Created for radio in 1945 by Martha Rountree and Lawrence Spivak, Meet the Press first aired on television in November 1947. Martin Luther King appeared on Meet the Press five times. Though the tone of the program was often antagonistic, King appreciated the chance to reach a national audience and had a cordial relationship with Spivak, who was the show’s producer and a permanent panelist until his retirement in 1975.

Spivak first approached King about appearing on the show in March 1957. Although King agreed at the time, telling Spivak he was “more than happy to accept the invitation for such a significant interview,” scheduling conflicts delayed his appearance (King, 29 March 1957). King first addressed the Sunday program on 17 April 1960, during the height of the sit-in movement. King discussed the sit-ins and nonviolence, criticized the federal government’s lack of moral leadership, and defended himself against accusations of being sympathetic to communism. After the program, he received numerous telegrams congratulating him on his performance.

King was next scheduled to appear on the program 29 July 1962, but he was arrested in Albany, Georgia, on 27 July. Spivak telephoned King in jail and, according to King’s jail diary, begged him to post bail so he could appear on the program. King refused, suggesting Spivak instead interview his colleague, William G. Anderson, a founder and the president of the Albany Movement. The following summer, in the days leading up to the March on Washington for Jobs and Freedom, King appeared on the program again, this time with Roy Wilkins of the National Association for the Advancement of Colored People. The pair explained the purpose of the march and countered fears that large-scale violence would break out.

King next appeared on Meet the Press on 28 March 1965. Special arrangements were made so that King could record the program from San Francisco, while the panel of interviewers remained in Washington, D.C. In a heated interview, King defended the Selma to Montgomery March from the allegation that it was “silly,” arguing that the demonstration had not only been about voting rights, but was also meant to draw attention to the problems of police brutality and impunity for crimes perpetrated against civil rights activists.

In 1966, soon after the term “Black Power” began to be used among some civil rights activists, Meet the Press broadcasted a special 90-minute show with a panel of civil rights leaders including King; Wilkins; Whitney Young, director of the National Urban League; Floyd McKissick, director of the Congress of Racial Equality; Stokely Carmichael, chairman of Student Nonviolent Coordinating Committee; and James Meredith, who had recently been shot while marching to promote voter registration.

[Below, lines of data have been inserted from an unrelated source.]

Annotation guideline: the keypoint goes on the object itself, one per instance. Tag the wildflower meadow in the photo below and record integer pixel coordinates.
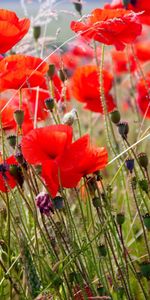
(74, 150)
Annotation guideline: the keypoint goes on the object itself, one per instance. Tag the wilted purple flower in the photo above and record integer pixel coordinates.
(44, 202)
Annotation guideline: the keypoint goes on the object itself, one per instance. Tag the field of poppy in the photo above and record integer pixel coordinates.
(74, 152)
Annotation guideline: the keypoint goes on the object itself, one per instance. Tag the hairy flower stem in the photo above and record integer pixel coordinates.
(141, 220)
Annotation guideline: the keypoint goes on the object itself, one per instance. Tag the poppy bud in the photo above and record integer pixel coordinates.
(69, 118)
(49, 103)
(120, 218)
(115, 116)
(12, 140)
(78, 6)
(102, 250)
(143, 183)
(58, 202)
(146, 219)
(101, 290)
(36, 32)
(123, 129)
(63, 75)
(19, 117)
(96, 202)
(145, 269)
(13, 169)
(51, 70)
(134, 182)
(126, 2)
(143, 160)
(19, 158)
(44, 203)
(130, 164)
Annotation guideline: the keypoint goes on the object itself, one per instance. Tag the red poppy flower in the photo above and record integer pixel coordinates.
(121, 62)
(135, 5)
(63, 162)
(6, 179)
(7, 113)
(143, 50)
(19, 71)
(46, 143)
(81, 159)
(12, 30)
(143, 99)
(78, 160)
(86, 88)
(111, 27)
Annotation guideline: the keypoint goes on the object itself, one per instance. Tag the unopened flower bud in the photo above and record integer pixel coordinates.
(102, 250)
(96, 202)
(78, 6)
(58, 202)
(63, 75)
(115, 116)
(143, 183)
(49, 103)
(36, 32)
(69, 118)
(145, 269)
(12, 140)
(51, 70)
(143, 160)
(44, 203)
(146, 220)
(123, 129)
(19, 117)
(130, 164)
(120, 218)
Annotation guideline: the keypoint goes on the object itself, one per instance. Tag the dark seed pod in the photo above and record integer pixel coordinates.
(145, 269)
(51, 70)
(130, 164)
(102, 250)
(96, 202)
(36, 32)
(120, 218)
(12, 140)
(146, 220)
(19, 117)
(123, 129)
(143, 160)
(49, 103)
(115, 116)
(58, 202)
(143, 183)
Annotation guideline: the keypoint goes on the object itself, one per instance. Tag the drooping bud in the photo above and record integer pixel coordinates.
(78, 6)
(143, 160)
(58, 202)
(96, 202)
(19, 117)
(123, 129)
(115, 116)
(49, 103)
(44, 203)
(102, 250)
(143, 183)
(36, 32)
(146, 220)
(63, 75)
(120, 218)
(12, 140)
(69, 118)
(51, 70)
(145, 269)
(130, 164)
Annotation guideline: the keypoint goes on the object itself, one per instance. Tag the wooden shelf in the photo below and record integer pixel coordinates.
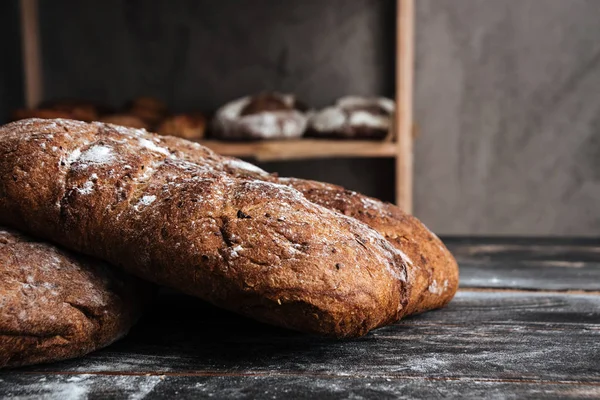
(276, 150)
(402, 150)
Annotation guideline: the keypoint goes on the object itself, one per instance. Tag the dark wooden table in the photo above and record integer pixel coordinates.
(526, 323)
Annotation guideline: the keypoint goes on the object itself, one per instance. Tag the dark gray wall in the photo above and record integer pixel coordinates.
(11, 92)
(200, 54)
(507, 91)
(508, 100)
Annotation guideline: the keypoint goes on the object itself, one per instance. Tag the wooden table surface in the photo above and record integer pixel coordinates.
(525, 323)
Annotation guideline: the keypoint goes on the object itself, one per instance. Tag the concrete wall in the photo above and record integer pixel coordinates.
(507, 91)
(508, 101)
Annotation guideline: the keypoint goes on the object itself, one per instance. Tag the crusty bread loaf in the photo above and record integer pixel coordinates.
(434, 270)
(56, 305)
(176, 213)
(263, 116)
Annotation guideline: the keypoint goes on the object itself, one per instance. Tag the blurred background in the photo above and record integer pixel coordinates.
(506, 97)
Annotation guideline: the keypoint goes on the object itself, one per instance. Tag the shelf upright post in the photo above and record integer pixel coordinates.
(30, 45)
(405, 45)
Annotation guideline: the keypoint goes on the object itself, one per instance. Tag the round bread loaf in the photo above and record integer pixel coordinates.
(354, 117)
(56, 305)
(264, 116)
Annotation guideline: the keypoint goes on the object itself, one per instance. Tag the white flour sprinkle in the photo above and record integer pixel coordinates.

The discussion addressed perceived tensions within the civil rights movement and was later entered in full into the Congressional Record.

King’s final appearance on Meet the Press occurred 13 August 1967, the day before the annual convention of the Southern Christian Leadership Conference, and shortly after the publication of King’s book, Where Do We Go from Here: Chaos or Community? Although the discussion focused largely on King’s anti-Vietnam War views, King also answered questions about recent riots and the 1968 presidential elections.

Footnotes

Garrow, Bearing the Cross, 1986.

King, Diary from Albany Jail, 27 July 1962, MLKP-MBU.

King, Interview on “Meet the Press,” 17 April 1960, in Papers 5:428–435.

King to Spivak, 29 March 1957, MLKP-MBU.

“Negro Leaders on ‘Meet the Press,’” Congressional Record 112 (29 August 1966): 21095–21102.